Effective imaging and treatment of Acute Myeloid Leukemia with radiotheranostics targeting the activated conformation of integrin-βeta2
https://www.biorxiv.org/content/10.1101/2025.08.21.671206v1
From the authors: This study demonstrates promising preclinical efficacy of aITGB2-targeted radiotheranostics for selective imaging and therapy in AML.
A structure-based modelling approach identifies effective drug combinations for RAS-mutant acute myeloid leukemia
https://www.biorxiv.org/content/10.1101/2025.04.29.651188v1
A structure-based signaling model has uncovered unexpected drug combinations capable of shutting down RAS–ERK signaling in RAS-mutant AML. Pairing distinct conformational classes of RAF inhibitors produced strong synergy in cell lines, patient samples, and xenograft models, significantly delaying leukemia progression compared with single agents. The results demonstrate how computational pathway modeling can identify non-obvious combination therapies for otherwise difficult-to-target oncogenic pathways.
5-azacytosine induces cytotoxicity via 5-methylcytosine depletion on chromatin-associated RNA in leukemia
https://www.biorxiv.org/content/10.1101/2025.06.24.661348v1
From the authors: RNA-dependent effects of 5-azaC are sufficient to drive leukemia cell cytotoxicity through transcriptional repression. 5-azaC-induced caRNA m5C depletion impairs MBD6 binding and H2AK119ub deubiquitination. 5-azaC-induced caRNA m5C depletion disrupts SRSF2 chromatin-binding, impeding p300 recruitment and H3K27ac deposition.

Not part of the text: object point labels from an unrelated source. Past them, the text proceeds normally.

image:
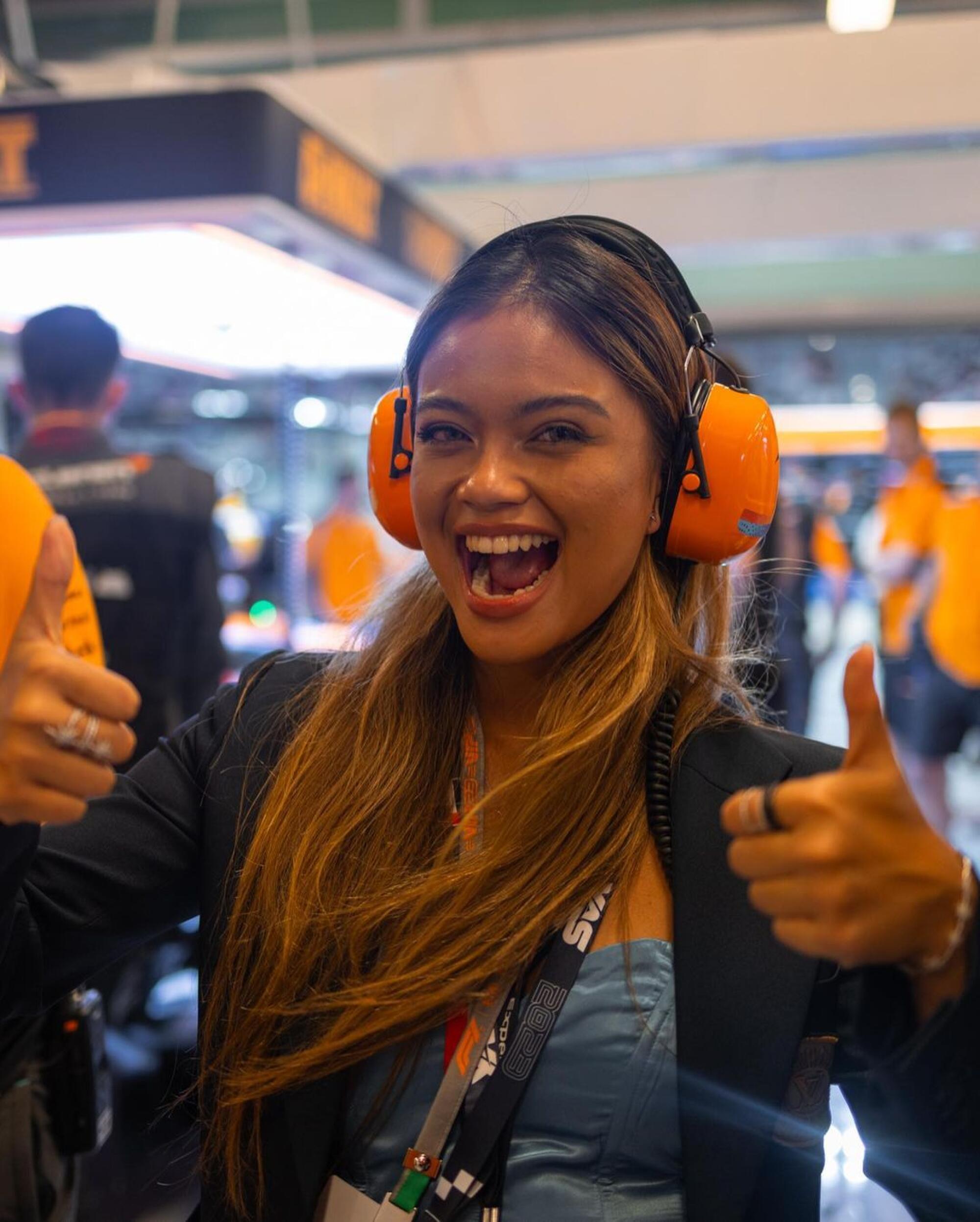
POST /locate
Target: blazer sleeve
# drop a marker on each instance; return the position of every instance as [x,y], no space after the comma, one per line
[74,898]
[916,1092]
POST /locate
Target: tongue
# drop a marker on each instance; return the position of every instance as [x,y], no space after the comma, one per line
[515,570]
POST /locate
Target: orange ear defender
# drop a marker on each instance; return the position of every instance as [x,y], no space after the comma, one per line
[389,466]
[723,487]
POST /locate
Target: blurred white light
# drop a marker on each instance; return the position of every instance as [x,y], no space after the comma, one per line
[863,389]
[833,1142]
[855,1172]
[832,1173]
[310,413]
[172,994]
[858,16]
[234,474]
[224,405]
[207,299]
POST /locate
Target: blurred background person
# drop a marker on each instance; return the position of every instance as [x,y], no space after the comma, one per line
[144,524]
[343,560]
[144,527]
[947,661]
[905,524]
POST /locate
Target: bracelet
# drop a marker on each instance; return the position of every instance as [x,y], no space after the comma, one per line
[966,910]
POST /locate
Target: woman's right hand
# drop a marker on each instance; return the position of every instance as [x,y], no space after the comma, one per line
[48,698]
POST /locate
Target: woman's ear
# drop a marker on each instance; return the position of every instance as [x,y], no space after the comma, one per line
[653,524]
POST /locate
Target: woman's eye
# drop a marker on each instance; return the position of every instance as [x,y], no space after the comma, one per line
[441,434]
[555,434]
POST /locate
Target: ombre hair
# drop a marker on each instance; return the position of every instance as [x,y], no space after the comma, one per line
[356,925]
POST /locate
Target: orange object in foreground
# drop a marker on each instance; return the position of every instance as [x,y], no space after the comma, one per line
[25,512]
[742,464]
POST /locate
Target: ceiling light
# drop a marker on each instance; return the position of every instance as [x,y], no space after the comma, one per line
[859,16]
[207,299]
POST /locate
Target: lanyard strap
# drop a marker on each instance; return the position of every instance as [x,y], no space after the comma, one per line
[508,1081]
[468,1033]
[422,1161]
[477,1043]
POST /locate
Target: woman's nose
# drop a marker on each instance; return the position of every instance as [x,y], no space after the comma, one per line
[494,479]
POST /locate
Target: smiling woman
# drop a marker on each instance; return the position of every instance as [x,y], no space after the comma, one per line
[406,857]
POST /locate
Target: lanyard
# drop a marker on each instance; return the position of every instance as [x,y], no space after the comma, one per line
[488,1039]
[506,1082]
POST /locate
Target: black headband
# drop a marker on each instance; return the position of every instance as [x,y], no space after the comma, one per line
[640,252]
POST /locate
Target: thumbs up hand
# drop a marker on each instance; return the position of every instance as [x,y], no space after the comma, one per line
[61,719]
[851,872]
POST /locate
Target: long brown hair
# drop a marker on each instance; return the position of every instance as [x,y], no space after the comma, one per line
[356,925]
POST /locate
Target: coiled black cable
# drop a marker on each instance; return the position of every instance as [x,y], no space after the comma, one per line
[659,743]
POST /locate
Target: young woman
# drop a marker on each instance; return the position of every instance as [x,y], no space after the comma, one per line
[348,921]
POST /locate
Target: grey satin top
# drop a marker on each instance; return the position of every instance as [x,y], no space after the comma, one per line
[597,1136]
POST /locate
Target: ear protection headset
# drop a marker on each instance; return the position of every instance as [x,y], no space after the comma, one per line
[721,480]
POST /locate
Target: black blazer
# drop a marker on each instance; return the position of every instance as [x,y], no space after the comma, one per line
[158,851]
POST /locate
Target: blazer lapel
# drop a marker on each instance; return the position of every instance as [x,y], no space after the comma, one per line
[742,998]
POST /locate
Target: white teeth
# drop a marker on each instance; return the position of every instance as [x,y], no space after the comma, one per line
[499,546]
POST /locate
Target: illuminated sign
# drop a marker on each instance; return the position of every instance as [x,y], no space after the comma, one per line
[18,135]
[429,247]
[338,190]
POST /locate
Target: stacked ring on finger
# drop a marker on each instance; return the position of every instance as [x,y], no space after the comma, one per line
[77,737]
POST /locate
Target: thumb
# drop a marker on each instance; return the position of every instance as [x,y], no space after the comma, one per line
[53,572]
[868,734]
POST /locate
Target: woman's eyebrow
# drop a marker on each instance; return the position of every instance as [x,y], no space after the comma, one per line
[543,403]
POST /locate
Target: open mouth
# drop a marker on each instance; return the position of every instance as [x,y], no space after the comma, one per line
[506,566]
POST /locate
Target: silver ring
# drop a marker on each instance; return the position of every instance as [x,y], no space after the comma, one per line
[69,735]
[77,737]
[91,743]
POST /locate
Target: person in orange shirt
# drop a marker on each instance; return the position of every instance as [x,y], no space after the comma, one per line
[907,510]
[343,556]
[46,1175]
[950,658]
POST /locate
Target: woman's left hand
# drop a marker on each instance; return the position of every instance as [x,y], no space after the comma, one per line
[855,873]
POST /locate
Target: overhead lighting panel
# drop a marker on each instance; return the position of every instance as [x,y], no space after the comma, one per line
[859,16]
[206,298]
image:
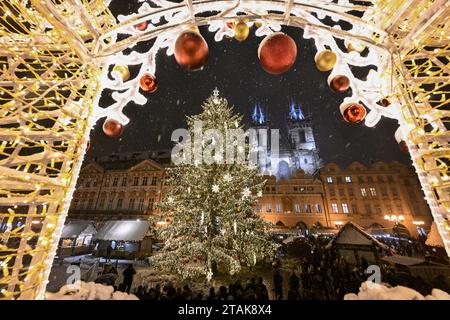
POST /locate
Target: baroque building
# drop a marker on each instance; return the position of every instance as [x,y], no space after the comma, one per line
[129,186]
[301,193]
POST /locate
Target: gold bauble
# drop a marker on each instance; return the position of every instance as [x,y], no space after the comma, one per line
[241,31]
[356,46]
[325,60]
[123,71]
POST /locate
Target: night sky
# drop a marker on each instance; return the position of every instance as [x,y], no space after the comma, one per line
[233,68]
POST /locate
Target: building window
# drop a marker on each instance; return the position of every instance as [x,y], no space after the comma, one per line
[91,204]
[335,207]
[119,203]
[131,204]
[308,208]
[344,208]
[141,204]
[394,191]
[377,208]
[110,202]
[101,203]
[278,207]
[318,208]
[332,192]
[151,201]
[363,192]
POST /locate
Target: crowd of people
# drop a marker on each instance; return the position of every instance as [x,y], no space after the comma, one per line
[252,290]
[321,275]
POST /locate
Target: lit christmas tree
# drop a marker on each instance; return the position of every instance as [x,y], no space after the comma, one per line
[210,206]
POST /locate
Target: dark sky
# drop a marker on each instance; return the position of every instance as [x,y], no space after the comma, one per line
[234,69]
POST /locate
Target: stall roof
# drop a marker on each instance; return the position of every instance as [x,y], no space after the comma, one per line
[124,230]
[351,233]
[403,260]
[76,228]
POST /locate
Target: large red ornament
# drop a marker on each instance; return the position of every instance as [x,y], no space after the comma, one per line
[340,84]
[277,53]
[148,83]
[403,146]
[112,128]
[353,112]
[141,26]
[191,50]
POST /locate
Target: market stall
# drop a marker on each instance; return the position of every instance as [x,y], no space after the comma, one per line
[353,244]
[76,238]
[126,239]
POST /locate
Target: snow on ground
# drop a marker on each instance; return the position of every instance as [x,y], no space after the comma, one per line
[373,291]
[88,291]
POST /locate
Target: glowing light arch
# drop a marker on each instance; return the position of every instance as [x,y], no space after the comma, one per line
[51,59]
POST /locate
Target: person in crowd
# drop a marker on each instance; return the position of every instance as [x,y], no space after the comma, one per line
[278,285]
[128,275]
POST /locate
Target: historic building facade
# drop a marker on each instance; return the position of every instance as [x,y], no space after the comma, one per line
[131,186]
[300,194]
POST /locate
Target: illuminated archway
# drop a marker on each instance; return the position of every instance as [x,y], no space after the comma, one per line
[54,63]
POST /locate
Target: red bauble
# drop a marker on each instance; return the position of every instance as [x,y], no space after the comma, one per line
[141,26]
[403,146]
[191,50]
[384,102]
[353,112]
[148,83]
[277,53]
[340,84]
[112,128]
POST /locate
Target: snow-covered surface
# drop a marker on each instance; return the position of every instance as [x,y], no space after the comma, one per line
[434,239]
[126,230]
[373,291]
[88,291]
[75,228]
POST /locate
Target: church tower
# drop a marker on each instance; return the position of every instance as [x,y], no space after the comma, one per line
[305,154]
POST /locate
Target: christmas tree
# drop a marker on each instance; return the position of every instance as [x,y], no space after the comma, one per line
[210,204]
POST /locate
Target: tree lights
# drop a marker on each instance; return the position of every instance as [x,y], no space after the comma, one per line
[55,60]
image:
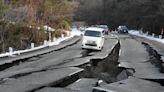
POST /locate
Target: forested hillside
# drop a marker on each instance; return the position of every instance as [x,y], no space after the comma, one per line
[22,21]
[136,14]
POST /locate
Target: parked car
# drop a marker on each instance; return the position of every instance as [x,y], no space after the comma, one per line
[93,38]
[122,29]
[105,27]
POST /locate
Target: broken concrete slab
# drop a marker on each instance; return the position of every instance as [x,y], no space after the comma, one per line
[131,84]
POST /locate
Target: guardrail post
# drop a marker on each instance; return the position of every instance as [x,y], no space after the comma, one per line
[45,42]
[147,33]
[160,36]
[54,39]
[32,45]
[153,35]
[62,35]
[10,50]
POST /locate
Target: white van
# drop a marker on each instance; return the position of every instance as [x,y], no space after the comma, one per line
[93,38]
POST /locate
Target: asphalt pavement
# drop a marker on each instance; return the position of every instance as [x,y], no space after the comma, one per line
[44,70]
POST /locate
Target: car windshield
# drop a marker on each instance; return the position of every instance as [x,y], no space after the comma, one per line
[92,33]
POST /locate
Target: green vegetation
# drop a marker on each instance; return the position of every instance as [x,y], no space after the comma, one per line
[136,14]
[20,19]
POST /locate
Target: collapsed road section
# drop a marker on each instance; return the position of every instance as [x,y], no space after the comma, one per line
[8,62]
[96,72]
[144,66]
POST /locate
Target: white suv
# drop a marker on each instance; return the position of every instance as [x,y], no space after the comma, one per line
[93,38]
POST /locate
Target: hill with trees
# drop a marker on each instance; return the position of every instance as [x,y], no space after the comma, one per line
[136,14]
[22,21]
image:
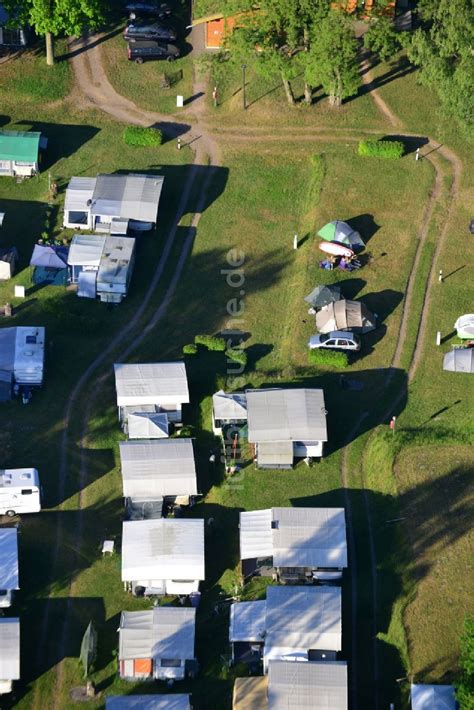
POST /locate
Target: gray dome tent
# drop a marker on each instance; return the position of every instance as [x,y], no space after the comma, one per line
[459,360]
[342,233]
[322,295]
[345,315]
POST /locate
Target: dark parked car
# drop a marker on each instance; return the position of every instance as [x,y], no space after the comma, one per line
[146,31]
[140,52]
[148,9]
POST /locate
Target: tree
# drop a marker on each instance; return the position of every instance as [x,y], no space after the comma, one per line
[332,60]
[465,685]
[443,49]
[49,18]
[382,38]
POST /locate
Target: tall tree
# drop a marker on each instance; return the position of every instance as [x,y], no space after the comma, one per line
[49,18]
[443,50]
[382,38]
[332,60]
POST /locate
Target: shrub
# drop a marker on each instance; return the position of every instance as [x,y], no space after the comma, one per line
[190,349]
[139,136]
[237,355]
[328,358]
[392,150]
[210,342]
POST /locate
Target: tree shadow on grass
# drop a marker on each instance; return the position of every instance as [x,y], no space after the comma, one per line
[398,566]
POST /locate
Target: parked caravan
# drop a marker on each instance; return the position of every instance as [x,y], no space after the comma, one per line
[20,491]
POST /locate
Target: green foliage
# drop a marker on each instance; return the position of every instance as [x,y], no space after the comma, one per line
[382,39]
[332,59]
[236,355]
[211,342]
[465,685]
[328,358]
[391,150]
[142,137]
[443,51]
[190,349]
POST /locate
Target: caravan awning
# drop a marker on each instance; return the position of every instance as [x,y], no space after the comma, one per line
[86,284]
[86,250]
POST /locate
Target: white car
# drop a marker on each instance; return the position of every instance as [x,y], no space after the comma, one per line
[336,340]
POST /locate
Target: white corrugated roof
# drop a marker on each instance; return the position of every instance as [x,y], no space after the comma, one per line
[86,250]
[9,649]
[148,702]
[302,618]
[116,260]
[228,406]
[163,549]
[9,558]
[247,621]
[275,453]
[433,697]
[78,193]
[309,537]
[256,538]
[307,686]
[132,196]
[150,382]
[147,425]
[295,537]
[162,632]
[157,468]
[286,415]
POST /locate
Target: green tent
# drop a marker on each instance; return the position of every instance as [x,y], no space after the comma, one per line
[88,648]
[342,233]
[20,146]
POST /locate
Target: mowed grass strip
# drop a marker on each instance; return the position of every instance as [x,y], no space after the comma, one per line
[436,505]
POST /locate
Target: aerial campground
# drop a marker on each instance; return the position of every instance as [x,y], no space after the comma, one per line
[236,354]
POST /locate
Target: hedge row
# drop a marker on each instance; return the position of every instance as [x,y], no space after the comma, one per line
[392,150]
[211,342]
[328,358]
[142,137]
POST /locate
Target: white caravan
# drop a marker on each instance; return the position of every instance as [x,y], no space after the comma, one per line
[19,491]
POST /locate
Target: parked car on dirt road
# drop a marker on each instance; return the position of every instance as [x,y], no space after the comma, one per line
[336,340]
[140,52]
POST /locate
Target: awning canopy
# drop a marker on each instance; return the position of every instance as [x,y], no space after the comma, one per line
[9,649]
[147,425]
[459,360]
[345,315]
[322,295]
[86,250]
[9,558]
[164,549]
[49,257]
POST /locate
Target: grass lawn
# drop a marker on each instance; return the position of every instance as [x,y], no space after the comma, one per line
[433,484]
[30,81]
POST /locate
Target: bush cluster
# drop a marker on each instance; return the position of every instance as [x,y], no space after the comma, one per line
[236,355]
[211,342]
[142,137]
[190,349]
[392,150]
[329,358]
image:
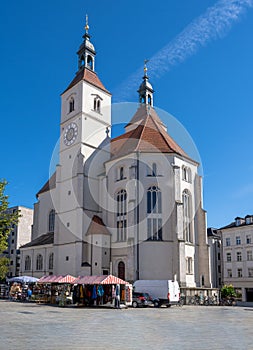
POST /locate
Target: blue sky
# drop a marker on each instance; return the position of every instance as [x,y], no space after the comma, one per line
[207,85]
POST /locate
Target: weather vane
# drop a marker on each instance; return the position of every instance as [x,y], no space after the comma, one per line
[86,25]
[145,67]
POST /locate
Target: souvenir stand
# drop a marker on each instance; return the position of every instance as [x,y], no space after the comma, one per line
[19,286]
[100,290]
[54,289]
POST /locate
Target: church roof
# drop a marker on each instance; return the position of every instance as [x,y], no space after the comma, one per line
[148,135]
[97,227]
[88,76]
[47,238]
[50,184]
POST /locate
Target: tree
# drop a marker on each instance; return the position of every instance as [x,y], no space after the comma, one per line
[7,219]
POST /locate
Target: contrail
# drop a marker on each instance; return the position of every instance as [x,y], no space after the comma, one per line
[215,23]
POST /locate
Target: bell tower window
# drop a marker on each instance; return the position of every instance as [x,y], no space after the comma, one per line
[71,105]
[97,103]
[89,62]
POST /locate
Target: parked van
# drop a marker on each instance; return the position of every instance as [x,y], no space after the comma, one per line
[163,292]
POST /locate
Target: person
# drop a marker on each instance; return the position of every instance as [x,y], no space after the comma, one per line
[29,293]
[117,297]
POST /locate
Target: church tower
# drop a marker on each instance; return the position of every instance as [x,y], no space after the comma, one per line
[85,123]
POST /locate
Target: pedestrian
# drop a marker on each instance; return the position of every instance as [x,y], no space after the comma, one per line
[117,297]
[29,294]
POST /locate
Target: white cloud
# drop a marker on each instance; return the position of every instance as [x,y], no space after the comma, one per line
[213,24]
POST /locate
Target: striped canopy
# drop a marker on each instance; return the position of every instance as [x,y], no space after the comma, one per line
[100,279]
[57,279]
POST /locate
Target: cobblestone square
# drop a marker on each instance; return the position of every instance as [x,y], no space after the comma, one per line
[42,327]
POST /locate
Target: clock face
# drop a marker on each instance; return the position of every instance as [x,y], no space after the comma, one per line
[70,134]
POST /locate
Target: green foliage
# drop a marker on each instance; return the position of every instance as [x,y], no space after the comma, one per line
[7,219]
[228,291]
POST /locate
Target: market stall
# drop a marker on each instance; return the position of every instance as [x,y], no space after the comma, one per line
[54,289]
[20,287]
[101,290]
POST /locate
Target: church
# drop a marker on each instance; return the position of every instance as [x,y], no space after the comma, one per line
[130,205]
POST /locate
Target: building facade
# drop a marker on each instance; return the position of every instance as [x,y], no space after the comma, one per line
[130,206]
[237,243]
[20,234]
[215,244]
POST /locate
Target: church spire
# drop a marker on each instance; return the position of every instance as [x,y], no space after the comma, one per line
[86,52]
[146,90]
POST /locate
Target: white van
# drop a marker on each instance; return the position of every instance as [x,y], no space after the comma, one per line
[163,292]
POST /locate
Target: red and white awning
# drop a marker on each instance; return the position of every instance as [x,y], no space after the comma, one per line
[99,279]
[57,279]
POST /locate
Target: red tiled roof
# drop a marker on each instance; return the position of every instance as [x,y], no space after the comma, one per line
[97,227]
[89,76]
[50,184]
[149,135]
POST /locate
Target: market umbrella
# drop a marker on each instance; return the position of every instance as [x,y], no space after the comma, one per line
[23,279]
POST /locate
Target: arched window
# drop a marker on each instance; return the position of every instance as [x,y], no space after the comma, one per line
[121,270]
[121,215]
[90,62]
[187,215]
[121,202]
[39,262]
[71,105]
[27,263]
[154,209]
[121,173]
[154,173]
[98,106]
[51,220]
[186,174]
[51,261]
[82,61]
[154,200]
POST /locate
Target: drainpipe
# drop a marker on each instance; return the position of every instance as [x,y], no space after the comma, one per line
[137,219]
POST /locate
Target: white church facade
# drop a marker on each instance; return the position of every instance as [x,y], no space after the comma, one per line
[130,206]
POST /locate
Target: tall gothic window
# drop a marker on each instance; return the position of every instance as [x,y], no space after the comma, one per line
[39,262]
[121,215]
[187,216]
[71,105]
[152,171]
[121,270]
[154,200]
[51,261]
[51,220]
[27,263]
[154,211]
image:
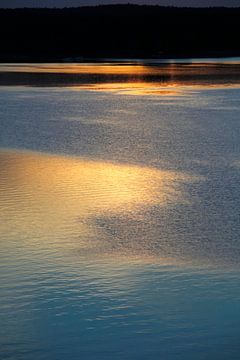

TET2 or IKZF1 depletion synergizes leukemia sensitivity to 5-azaC
Dual Targeting of IKKβ and NR4A1 for AML Therapy
https://www.biorxiv.org/content/10.1101/2025.09.24.678355v1
From the authors: IKKβ and NR4A1 are clinically relevant mediators of AML pathogenesis. A novel celastrol-based PROTAC can effectively degrade both IKKβ and NR4A1 to disrupt AML pathogenesis.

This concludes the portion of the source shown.